Sitting beside an open window with a warm light filling his darkened study, an elderly scholar wearing a dark blue velvet beret and an amber fur-trimmed tabbaard, the traditional dress of a scholar, quietly concentrates on sharpening his quill.1 His deep-set eyes are cast downward as his fingers nimbly guide the knife’s blade across the tip of the pen. The open book lying before him suggests that that he will soon resume writing, possibly about worldly matters since a large terrestrial globe stands on the table to his left. Behind him, a thick brown curtain has been swept over the windowpane, its heavy folds rendered in broad, sweeping brushstrokes.
The pictorial character of Scholar in His Study reflects the influence of Ferdinand Bol (1616–80), with whom the German-born Godfrey Kneller apprenticed in Amsterdam in the mid-1660s.2 Bol represented a scholar in his study several times in the 1640s and 1650s, as in the Leiden Collection’s Man with a Book, 1644 (FB-100), and Old Man with a Globe, ca. 1650, in the Hermitage (fig 1).3 Bol’s intimate compositions, delicate rendering of the details of the scholars’ dress and attributes, and his subtle use of chiaroscuro provided Kneller with a compositional and stylistic models.

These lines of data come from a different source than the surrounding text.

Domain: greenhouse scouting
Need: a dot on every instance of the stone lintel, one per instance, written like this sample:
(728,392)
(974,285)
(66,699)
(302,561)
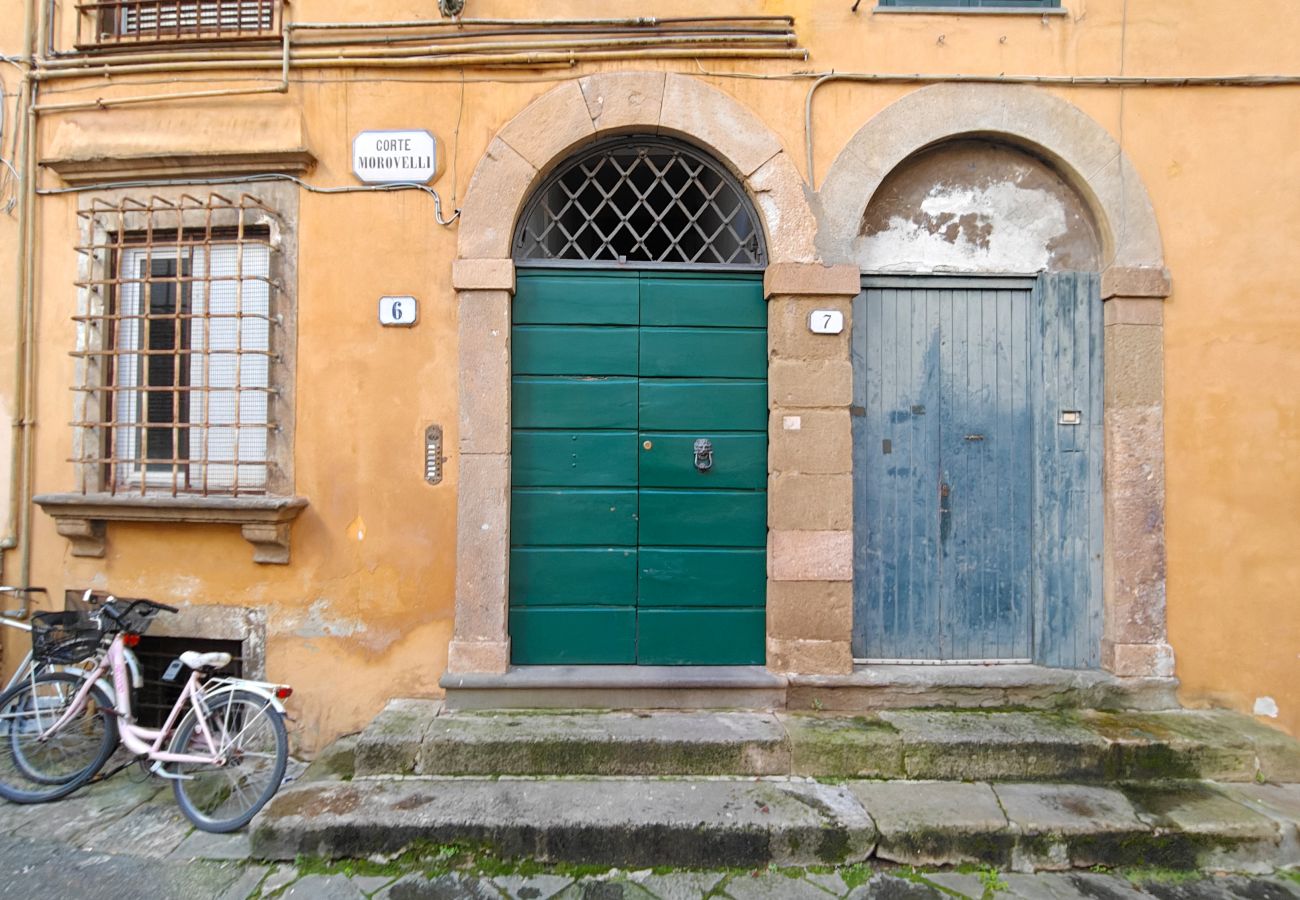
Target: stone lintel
(264,520)
(482,275)
(99,169)
(811,278)
(1135,281)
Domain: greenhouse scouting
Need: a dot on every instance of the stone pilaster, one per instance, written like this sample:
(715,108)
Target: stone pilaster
(480,640)
(1134,635)
(810,472)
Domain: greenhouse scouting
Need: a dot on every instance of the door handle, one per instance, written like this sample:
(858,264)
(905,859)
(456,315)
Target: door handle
(945,511)
(703,454)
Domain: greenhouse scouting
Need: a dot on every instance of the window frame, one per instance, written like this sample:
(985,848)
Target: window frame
(95,380)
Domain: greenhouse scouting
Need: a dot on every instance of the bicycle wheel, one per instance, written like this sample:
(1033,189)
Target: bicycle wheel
(34,770)
(248,732)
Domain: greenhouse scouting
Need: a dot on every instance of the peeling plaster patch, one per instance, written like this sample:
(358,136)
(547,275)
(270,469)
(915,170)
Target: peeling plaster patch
(976,206)
(1266,706)
(317,623)
(999,228)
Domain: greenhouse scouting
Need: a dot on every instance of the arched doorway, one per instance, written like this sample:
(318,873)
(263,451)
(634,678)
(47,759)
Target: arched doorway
(638,412)
(978,453)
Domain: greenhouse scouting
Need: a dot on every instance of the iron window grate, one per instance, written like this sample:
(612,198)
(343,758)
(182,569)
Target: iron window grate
(146,21)
(177,342)
(641,200)
(156,697)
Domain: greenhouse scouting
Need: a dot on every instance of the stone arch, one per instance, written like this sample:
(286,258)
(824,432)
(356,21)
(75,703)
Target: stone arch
(577,112)
(1045,125)
(518,159)
(1134,285)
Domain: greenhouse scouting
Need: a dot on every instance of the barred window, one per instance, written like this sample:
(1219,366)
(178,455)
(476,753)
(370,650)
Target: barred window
(180,347)
(115,21)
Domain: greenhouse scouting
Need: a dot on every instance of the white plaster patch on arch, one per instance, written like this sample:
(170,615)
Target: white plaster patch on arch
(1080,150)
(603,104)
(1019,243)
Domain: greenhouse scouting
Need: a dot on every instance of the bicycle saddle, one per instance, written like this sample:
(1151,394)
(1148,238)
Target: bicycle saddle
(195,660)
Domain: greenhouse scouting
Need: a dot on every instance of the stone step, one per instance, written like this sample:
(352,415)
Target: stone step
(421,738)
(788,821)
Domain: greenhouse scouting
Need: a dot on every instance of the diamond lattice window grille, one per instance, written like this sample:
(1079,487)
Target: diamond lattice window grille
(640,200)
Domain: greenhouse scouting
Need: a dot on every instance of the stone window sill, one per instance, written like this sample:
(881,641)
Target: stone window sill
(263,520)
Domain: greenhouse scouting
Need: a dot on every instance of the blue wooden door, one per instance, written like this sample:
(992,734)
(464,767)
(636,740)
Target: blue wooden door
(975,540)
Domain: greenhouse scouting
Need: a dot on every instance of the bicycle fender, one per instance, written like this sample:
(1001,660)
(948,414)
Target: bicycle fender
(260,688)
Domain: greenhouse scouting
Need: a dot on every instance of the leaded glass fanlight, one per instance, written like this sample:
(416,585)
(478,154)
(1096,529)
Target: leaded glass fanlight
(640,200)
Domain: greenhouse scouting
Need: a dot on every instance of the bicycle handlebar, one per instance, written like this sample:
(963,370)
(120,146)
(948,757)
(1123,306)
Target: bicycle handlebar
(120,615)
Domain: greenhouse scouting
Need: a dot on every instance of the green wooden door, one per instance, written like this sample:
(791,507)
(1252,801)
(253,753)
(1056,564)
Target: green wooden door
(622,549)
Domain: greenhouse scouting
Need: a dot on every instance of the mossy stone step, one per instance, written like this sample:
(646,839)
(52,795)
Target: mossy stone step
(720,822)
(420,738)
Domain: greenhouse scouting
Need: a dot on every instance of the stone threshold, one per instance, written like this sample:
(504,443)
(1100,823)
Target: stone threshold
(755,822)
(616,687)
(755,687)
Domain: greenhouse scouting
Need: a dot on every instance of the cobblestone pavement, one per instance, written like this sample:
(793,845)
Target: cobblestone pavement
(126,836)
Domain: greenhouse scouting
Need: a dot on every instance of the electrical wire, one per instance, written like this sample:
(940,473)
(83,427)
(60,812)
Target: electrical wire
(261,177)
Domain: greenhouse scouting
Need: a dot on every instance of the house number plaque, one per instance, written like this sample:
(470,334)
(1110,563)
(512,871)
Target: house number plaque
(826,321)
(398,311)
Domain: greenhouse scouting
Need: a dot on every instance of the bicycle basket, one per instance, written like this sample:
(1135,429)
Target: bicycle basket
(64,637)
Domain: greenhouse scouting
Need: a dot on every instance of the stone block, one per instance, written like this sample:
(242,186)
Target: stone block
(809,657)
(706,115)
(843,747)
(1173,745)
(482,275)
(550,126)
(1138,660)
(788,336)
(1134,311)
(784,203)
(1135,281)
(969,745)
(810,502)
(484,337)
(810,383)
(1134,550)
(811,278)
(1135,367)
(618,100)
(390,743)
(488,657)
(810,441)
(493,199)
(935,823)
(1069,825)
(590,743)
(810,555)
(482,549)
(810,610)
(1220,833)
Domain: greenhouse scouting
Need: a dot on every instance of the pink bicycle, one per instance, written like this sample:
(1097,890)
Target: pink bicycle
(222,745)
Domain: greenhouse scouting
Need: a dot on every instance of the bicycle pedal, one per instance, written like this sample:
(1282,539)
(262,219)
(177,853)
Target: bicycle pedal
(172,777)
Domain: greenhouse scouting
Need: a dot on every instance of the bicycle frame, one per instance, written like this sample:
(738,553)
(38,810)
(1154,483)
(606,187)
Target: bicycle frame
(139,740)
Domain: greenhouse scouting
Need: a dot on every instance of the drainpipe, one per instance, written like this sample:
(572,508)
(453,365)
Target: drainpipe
(20,462)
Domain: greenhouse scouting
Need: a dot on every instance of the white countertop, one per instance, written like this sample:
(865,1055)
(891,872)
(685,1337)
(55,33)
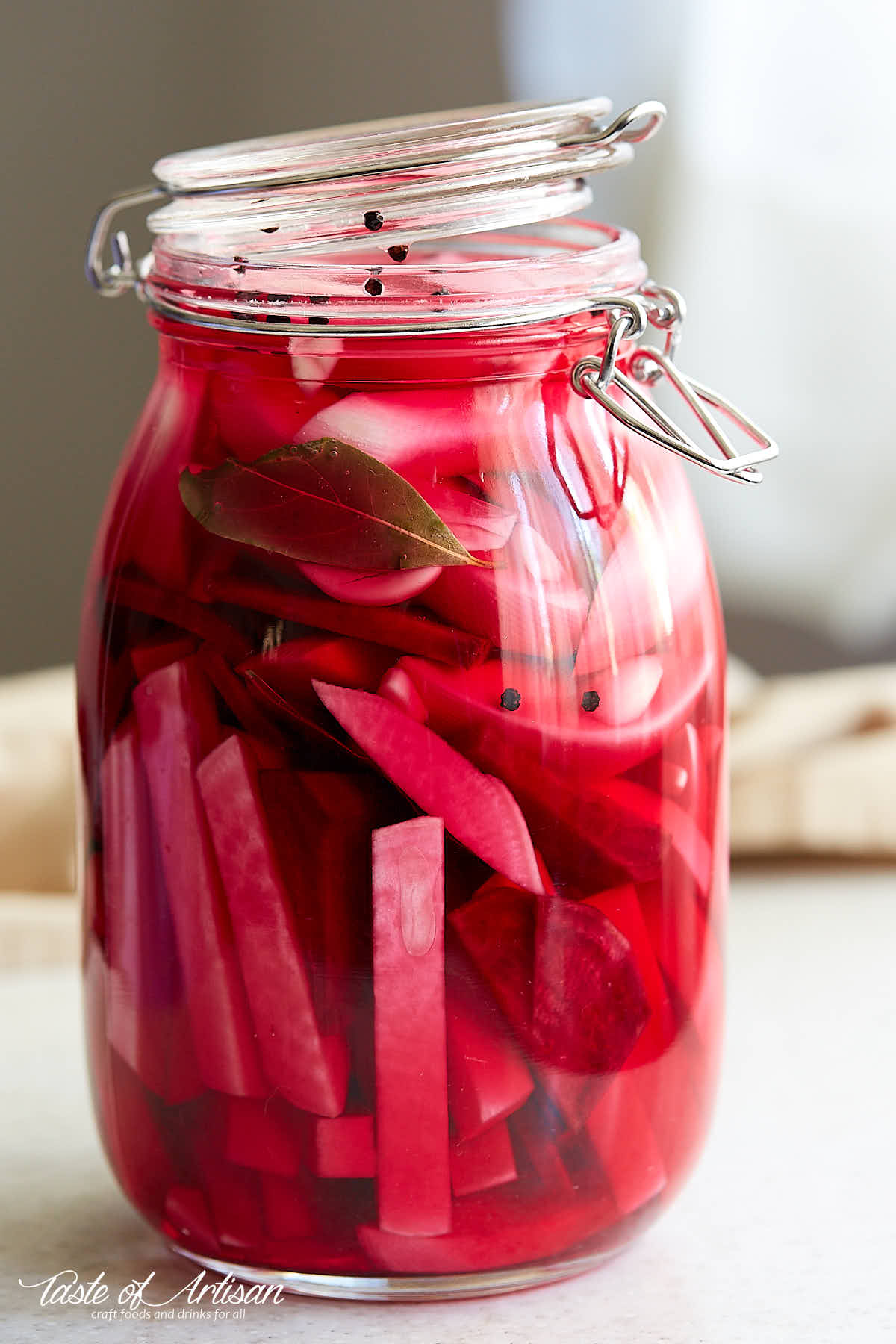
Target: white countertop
(785,1233)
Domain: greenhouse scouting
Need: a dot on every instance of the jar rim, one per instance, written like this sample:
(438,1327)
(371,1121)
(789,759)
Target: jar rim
(492,280)
(406,179)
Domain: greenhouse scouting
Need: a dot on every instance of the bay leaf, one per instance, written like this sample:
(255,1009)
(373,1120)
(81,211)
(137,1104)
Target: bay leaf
(323,502)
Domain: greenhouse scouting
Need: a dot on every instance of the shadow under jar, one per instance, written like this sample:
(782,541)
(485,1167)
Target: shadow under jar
(402,725)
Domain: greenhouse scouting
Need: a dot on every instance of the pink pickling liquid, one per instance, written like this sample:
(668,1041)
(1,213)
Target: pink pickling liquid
(403,905)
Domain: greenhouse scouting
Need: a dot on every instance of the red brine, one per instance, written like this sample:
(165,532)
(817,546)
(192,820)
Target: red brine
(406,878)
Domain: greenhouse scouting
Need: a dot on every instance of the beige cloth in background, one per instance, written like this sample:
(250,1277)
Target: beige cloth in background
(38,781)
(813,762)
(813,769)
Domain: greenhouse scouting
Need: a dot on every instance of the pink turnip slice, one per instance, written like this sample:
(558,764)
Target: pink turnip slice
(477,809)
(171,707)
(307,1066)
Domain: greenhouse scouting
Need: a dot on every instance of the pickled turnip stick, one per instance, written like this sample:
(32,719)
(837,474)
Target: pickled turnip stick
(414,1183)
(171,706)
(309,1068)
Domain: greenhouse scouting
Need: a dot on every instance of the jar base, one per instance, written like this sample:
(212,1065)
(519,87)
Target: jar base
(408,1288)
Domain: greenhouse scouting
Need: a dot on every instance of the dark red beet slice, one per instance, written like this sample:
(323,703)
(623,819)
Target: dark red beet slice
(188,1221)
(423,432)
(675,914)
(343,1148)
(147,1021)
(527,604)
(289,1207)
(240,703)
(264,1135)
(497,932)
(257,414)
(155,532)
(488,1078)
(320,823)
(550,721)
(477,809)
(234,1196)
(309,1068)
(305,721)
(290,667)
(175,707)
(536,1148)
(179,611)
(484,1162)
(414,1186)
(134,1139)
(388,625)
(494,1230)
(623,910)
(652,579)
(573,1095)
(590,1003)
(158,653)
(398,687)
(620,1132)
(370,588)
(635,806)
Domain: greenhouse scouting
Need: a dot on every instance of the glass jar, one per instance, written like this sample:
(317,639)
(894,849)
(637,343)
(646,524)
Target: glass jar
(402,719)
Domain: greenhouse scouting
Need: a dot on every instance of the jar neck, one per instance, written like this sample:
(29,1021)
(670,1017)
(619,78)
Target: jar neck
(484,284)
(356,363)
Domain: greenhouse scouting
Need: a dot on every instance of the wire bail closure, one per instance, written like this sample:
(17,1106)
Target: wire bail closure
(597,378)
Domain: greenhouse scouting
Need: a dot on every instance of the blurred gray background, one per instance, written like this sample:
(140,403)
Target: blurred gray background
(729,202)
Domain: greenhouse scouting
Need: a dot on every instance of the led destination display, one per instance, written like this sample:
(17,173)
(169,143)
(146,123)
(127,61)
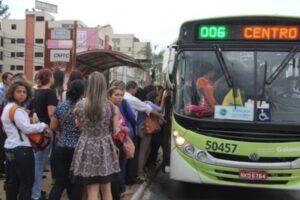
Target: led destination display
(248,32)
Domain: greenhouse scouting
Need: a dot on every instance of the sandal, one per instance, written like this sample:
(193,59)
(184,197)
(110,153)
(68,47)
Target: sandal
(140,179)
(127,192)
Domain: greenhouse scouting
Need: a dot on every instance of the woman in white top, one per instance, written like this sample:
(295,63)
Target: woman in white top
(18,150)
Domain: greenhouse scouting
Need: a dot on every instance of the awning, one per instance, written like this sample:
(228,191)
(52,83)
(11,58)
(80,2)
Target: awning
(101,60)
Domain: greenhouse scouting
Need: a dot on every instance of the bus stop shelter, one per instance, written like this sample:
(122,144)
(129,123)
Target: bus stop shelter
(102,60)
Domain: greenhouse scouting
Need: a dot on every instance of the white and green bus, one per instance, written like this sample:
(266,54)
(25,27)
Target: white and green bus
(235,103)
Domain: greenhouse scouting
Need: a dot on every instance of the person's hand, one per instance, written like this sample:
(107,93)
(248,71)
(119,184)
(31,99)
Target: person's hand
(46,127)
(162,119)
(125,129)
(166,93)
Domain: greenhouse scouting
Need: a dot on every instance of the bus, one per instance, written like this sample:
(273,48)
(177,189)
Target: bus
(235,102)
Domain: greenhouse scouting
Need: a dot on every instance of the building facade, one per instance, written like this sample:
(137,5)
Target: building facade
(23,41)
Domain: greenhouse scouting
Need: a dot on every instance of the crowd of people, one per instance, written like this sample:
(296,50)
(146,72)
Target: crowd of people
(89,122)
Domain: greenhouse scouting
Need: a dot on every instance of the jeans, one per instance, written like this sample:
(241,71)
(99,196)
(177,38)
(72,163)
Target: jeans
(19,171)
(2,154)
(62,159)
(41,158)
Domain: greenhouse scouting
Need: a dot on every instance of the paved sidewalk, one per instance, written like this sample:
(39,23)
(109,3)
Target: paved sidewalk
(137,188)
(47,187)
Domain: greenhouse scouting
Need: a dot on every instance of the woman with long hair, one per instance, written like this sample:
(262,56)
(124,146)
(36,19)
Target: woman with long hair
(95,162)
(18,150)
(43,104)
(64,121)
(74,75)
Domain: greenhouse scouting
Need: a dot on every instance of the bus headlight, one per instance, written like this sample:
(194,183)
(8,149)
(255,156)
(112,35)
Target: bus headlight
(201,155)
(179,141)
(189,150)
(175,133)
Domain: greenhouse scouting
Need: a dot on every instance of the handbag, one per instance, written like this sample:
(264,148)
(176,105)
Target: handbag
(39,141)
(128,147)
(151,125)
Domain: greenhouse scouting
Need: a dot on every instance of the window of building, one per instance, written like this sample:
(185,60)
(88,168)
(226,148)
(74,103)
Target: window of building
(38,67)
(19,67)
(39,18)
(20,54)
(20,40)
(39,54)
(101,42)
(39,41)
(14,27)
(67,25)
(116,41)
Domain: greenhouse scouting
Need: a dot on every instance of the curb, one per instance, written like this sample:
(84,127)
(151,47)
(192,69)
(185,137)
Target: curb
(140,192)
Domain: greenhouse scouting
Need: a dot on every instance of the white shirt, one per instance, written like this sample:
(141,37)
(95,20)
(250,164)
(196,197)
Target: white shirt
(23,123)
(136,104)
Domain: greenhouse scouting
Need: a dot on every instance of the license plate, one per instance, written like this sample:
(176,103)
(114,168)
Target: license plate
(253,175)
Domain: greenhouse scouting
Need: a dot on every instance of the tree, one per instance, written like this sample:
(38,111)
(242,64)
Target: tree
(4,10)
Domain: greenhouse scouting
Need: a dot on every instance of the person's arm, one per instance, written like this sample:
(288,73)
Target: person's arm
(130,114)
(77,122)
(162,103)
(51,104)
(139,105)
(54,123)
(159,115)
(206,97)
(22,122)
(51,110)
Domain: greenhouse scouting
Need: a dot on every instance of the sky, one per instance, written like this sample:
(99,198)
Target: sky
(155,21)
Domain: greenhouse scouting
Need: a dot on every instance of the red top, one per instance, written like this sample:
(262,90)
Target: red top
(205,84)
(121,134)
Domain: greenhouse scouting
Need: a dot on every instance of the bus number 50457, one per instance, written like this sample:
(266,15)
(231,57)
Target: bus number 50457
(221,147)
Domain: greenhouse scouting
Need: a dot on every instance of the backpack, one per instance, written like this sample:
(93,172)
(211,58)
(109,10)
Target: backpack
(39,141)
(198,111)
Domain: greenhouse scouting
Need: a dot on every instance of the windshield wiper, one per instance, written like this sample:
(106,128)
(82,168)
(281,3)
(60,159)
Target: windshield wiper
(264,85)
(224,68)
(282,65)
(226,73)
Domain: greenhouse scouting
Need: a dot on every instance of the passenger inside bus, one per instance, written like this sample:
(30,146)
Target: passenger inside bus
(205,86)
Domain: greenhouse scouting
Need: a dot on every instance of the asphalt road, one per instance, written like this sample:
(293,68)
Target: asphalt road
(162,188)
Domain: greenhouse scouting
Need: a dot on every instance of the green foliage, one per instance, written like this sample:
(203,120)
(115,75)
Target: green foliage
(4,10)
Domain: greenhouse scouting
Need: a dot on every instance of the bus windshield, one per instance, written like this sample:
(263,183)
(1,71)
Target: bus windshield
(253,86)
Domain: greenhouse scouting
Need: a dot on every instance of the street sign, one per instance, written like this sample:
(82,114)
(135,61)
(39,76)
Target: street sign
(60,55)
(46,6)
(60,44)
(60,33)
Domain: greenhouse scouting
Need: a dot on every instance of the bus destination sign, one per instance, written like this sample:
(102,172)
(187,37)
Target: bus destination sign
(248,32)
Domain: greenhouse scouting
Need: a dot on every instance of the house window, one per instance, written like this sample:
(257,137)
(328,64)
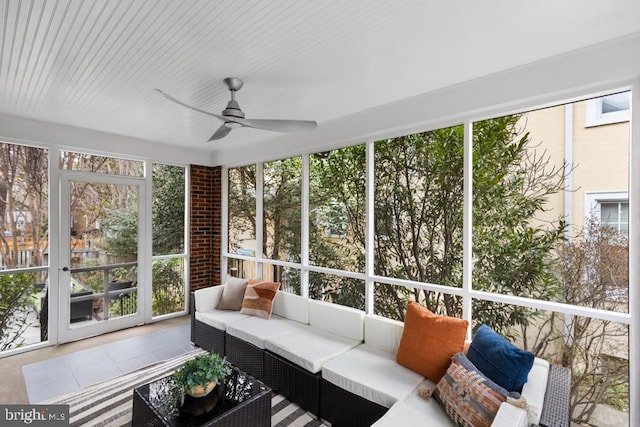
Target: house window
(608,109)
(610,209)
(615,215)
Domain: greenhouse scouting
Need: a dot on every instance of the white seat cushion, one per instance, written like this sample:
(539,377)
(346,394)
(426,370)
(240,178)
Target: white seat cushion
(309,347)
(256,330)
(382,333)
(337,319)
(219,319)
(535,388)
(434,414)
(372,374)
(207,299)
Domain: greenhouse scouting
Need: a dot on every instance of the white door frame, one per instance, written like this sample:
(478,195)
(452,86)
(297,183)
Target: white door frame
(66,331)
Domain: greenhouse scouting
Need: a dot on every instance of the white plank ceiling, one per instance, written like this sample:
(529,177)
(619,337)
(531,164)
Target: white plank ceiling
(94,63)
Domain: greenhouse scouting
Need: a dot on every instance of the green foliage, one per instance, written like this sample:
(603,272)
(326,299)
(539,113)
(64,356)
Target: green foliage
(16,301)
(168,286)
(282,213)
(419,218)
(120,228)
(202,370)
(168,209)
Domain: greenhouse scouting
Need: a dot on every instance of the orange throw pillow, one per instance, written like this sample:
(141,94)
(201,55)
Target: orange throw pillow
(429,341)
(258,299)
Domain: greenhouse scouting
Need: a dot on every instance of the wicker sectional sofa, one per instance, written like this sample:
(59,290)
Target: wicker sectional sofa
(340,364)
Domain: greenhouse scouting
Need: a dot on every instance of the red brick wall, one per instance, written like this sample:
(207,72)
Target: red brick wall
(206,220)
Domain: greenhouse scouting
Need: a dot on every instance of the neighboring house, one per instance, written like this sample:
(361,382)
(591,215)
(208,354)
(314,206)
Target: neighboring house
(593,138)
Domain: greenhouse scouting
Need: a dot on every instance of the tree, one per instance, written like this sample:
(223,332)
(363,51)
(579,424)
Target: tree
(418,217)
(16,292)
(168,209)
(595,272)
(23,191)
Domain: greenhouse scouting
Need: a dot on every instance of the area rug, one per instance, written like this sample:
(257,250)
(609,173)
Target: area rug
(110,403)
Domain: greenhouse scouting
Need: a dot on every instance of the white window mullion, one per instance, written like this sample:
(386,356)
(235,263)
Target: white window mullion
(304,224)
(634,258)
(55,214)
(224,227)
(467,228)
(370,228)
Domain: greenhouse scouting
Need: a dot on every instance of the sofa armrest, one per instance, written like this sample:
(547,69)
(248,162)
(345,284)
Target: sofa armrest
(510,416)
(206,299)
(555,411)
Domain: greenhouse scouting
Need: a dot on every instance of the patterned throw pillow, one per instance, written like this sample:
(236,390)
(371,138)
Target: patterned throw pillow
(258,299)
(469,398)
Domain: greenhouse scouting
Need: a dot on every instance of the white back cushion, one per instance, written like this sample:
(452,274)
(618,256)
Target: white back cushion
(207,298)
(535,388)
(337,319)
(382,333)
(292,307)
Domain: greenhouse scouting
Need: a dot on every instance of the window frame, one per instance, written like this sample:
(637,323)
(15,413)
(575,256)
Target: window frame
(595,116)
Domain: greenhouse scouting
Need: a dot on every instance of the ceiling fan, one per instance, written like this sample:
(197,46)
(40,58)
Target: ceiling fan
(233,117)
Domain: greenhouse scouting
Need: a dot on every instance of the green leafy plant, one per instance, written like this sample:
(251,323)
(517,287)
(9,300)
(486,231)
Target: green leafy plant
(202,370)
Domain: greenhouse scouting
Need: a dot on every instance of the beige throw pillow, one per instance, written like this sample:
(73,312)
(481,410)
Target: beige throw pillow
(233,294)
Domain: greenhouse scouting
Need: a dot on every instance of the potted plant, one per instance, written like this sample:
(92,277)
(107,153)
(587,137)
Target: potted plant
(200,375)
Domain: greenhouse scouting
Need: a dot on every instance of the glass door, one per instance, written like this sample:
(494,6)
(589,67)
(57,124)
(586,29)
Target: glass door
(99,268)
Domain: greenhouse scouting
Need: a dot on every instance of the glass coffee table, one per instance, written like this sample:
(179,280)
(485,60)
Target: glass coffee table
(241,401)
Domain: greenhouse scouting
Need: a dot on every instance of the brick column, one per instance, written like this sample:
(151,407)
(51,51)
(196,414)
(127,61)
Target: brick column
(205,227)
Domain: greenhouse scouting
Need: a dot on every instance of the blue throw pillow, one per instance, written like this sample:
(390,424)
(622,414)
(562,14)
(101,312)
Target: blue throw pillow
(504,363)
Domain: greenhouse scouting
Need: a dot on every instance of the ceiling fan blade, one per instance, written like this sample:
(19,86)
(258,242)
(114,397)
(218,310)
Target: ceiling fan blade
(278,125)
(220,133)
(177,101)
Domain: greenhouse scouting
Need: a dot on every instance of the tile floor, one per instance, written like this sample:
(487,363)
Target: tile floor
(64,374)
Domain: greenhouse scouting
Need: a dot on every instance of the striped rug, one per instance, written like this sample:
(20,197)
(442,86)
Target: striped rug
(110,403)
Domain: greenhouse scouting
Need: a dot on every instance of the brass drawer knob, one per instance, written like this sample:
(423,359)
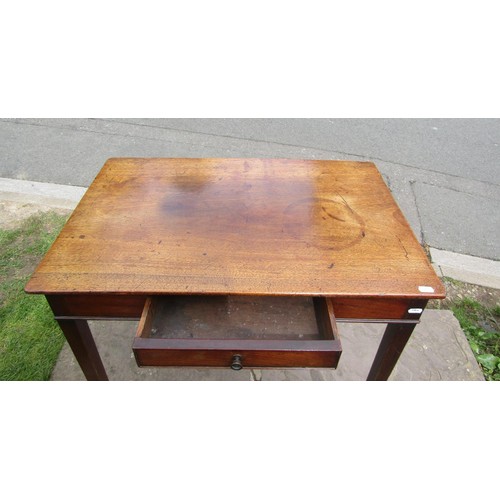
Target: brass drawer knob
(236,362)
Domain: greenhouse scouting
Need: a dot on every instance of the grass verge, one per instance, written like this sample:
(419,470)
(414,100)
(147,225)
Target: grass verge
(30,339)
(481,327)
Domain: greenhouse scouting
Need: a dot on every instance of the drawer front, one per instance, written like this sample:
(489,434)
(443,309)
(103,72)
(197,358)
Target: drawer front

Kneller likewise took great care in rendering the various textures of fabric and the way that light falls over its surfaces, evident, for example, in the highlights that reveal the softness of the velvet beret. Kneller’s tightly cropped composition and the frontal pose of the scholar contribute to the painting’s immediacy, as does his assured, vibrant brushwork.
The theme of a scholar sharpening his quill was introduced to Dutch art in Leiden by Gerrit Dou (1613–75) in the late 1620s.4 Dou’s pupil Frans van Mieris (1635–81) depicted the subject in the early 1650s (fig 2), a painting that Kneller may have known from his student years in Leiden.5 Much as with Kneller’s scholar, Van Mieris’s bearded, elderly scholar sharpens his quill with great concentration and patience. He is situated within a stone niche and is seated before a table with a large, open book and a globe. A curtain has been pulled aside to reveal the scene, evoking a sense of intimacy that Kneller has similarly conveyed. The theme of the quill cutter served as an emblem of diligent practice, forming, together with education and natural talent, the ideal components of a scholar’s—or artist’s—training.6 The diligence with which the scholar performs his task makes him a model of scholarly virtue.7
Early in his career Kneller portrayed the theme of a scholar in his study on a number of occasions.8 In the Bader collection’s A Scholar in an Interior, ca. 1668, he similarly depicted the elderly scholar seated in the foreground of his image.9 Kneller also represented the scholar in his study in paintings in Lübeck and Paris (fig 3).10 In the Louvre painting the scholar looks thoughtfully into the distance, his gaze passing by a table filled with books, a globe, a musical instrument, armor, a skull and a candle. This work differs from Scholar in His Study in the complexity of its composition and in its vanitas connotations. The relative simplicity of the composition of the Leiden Collection painting suggests that this charmingly atmospheric work was among the first of Kneller’s portrayals of scholars that he made in the late 1660s.